La vitesse tue à Rivière-Beaudette

Par Denis Bourbonnais
La vitesse tue à Rivière-Beaudette
Pour un automobiliste demeurant dans ce secteur de la route 338 située entre deux courbes qui nuisent à la visibilité

Le maire de Rivière-Beaudette et une quinzaine de résidants domiciliés sur le chemin Frontière sont exaspérés de l’inaction du ministère des Transports du Québec qui refuse de réduire la limite de vitesse entre la frontière ontarienne et le village.

Sur ce segment de quelques centaines de mètres situé entre deux courbes qui nuisent à la visibilité, le danger guette autant les usagers de la route que les piétons, les cyclistes et les Beaudettois demeurant dans ce secteur.

Pour des raisons difficiles à expliquer, le MTQ persiste à maintenir la limite de vitesse à 90 km/h en dépit des nombreux accidents qui se produisent à cet endroit depuis deux ans. Après deux embardées mortelles survenues en 2013 et 2014, une collision impliquant deux motocyclistes a fait trois blessés dont un grièvement sur le chemin Frontière à la hauteur de la rue Penville Baie, le 2 août dernier.

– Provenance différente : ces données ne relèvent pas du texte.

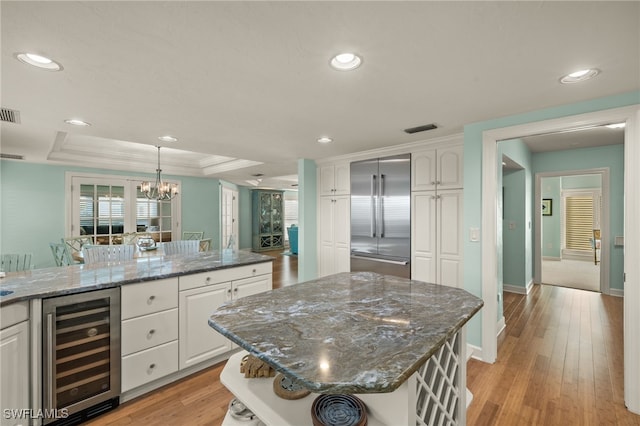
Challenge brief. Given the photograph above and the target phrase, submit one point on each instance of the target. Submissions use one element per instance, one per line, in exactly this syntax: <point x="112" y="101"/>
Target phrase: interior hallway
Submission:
<point x="560" y="362"/>
<point x="580" y="274"/>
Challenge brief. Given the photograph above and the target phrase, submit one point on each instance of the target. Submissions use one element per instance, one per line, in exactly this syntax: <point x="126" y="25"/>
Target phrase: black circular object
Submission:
<point x="338" y="410"/>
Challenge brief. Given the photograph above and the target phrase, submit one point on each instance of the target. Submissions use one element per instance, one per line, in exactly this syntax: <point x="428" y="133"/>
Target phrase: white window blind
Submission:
<point x="579" y="222"/>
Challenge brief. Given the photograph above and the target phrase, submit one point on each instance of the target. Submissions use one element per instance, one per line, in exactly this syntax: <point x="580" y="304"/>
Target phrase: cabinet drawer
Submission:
<point x="150" y="330"/>
<point x="147" y="366"/>
<point x="14" y="313"/>
<point x="202" y="279"/>
<point x="149" y="297"/>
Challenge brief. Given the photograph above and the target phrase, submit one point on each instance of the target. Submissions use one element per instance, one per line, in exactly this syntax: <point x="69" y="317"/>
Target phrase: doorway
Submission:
<point x="491" y="246"/>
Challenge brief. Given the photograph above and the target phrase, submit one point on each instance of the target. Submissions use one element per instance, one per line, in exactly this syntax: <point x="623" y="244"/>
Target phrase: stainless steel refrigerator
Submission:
<point x="381" y="215"/>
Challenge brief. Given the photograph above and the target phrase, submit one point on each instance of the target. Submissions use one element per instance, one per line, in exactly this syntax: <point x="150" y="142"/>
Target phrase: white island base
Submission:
<point x="436" y="401"/>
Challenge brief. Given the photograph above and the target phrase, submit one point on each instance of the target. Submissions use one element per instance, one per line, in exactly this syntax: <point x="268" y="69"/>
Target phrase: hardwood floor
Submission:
<point x="199" y="399"/>
<point x="559" y="363"/>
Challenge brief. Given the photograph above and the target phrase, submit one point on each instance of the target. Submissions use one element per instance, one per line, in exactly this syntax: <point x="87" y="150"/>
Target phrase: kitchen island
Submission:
<point x="357" y="333"/>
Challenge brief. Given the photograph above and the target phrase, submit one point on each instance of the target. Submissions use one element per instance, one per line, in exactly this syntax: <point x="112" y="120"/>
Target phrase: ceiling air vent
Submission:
<point x="420" y="128"/>
<point x="9" y="115"/>
<point x="12" y="156"/>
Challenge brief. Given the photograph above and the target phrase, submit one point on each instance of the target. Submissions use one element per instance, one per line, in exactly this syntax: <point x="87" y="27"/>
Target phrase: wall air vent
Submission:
<point x="11" y="156"/>
<point x="10" y="115"/>
<point x="420" y="128"/>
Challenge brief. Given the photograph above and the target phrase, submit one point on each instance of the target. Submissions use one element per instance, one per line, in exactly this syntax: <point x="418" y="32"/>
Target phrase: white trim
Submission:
<point x="491" y="245"/>
<point x="501" y="326"/>
<point x="474" y="352"/>
<point x="518" y="289"/>
<point x="616" y="292"/>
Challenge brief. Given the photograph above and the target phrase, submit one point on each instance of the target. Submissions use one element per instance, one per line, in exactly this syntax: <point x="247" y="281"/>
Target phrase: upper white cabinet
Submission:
<point x="440" y="168"/>
<point x="334" y="179"/>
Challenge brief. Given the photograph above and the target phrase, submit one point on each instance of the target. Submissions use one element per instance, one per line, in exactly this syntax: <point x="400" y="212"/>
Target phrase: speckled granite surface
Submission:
<point x="347" y="333"/>
<point x="58" y="281"/>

«C’est à n’y rien comprendre que le MTQ s’obstine à ne pas baisser la vitesse permise à 70 km/h. Tôt ou tard, il va y avoir un gros malheur», affirme le maire de Rivière-Beaudette, Patrick Bousez. Ce mois-ci, le conseil municipal a adopté une autre résolution demandant aux fonctionnaires du MTQ d’agir avant que d’autres pertes de vie soient déplorées.

«Nous le faisons au moins une fois par année et la réponse est toujours la même. Le ministère des Transports estime que la vitesse indiquée rencontre les normes. On s’interroge pourquoi le MTQ s’acharne à maintenir une limite aussi élevée», décrie M. Bousez.

Mardi, Le Journal a rencontré Sylvain Legoux, propriétaire de la maison sise au 46, chemin Frontière, qui est en fait le prolongement de la route 338. Persévérant, M. Legoux interpelle le MTQ depuis 2006 pour corriger cette situation qu’il juge inacceptable. Il a fait circuler une pétition qui a rallié une quinzaine de signatures et les représentations faites auprès de la députée Lucie Charlebois n’ont rien changé.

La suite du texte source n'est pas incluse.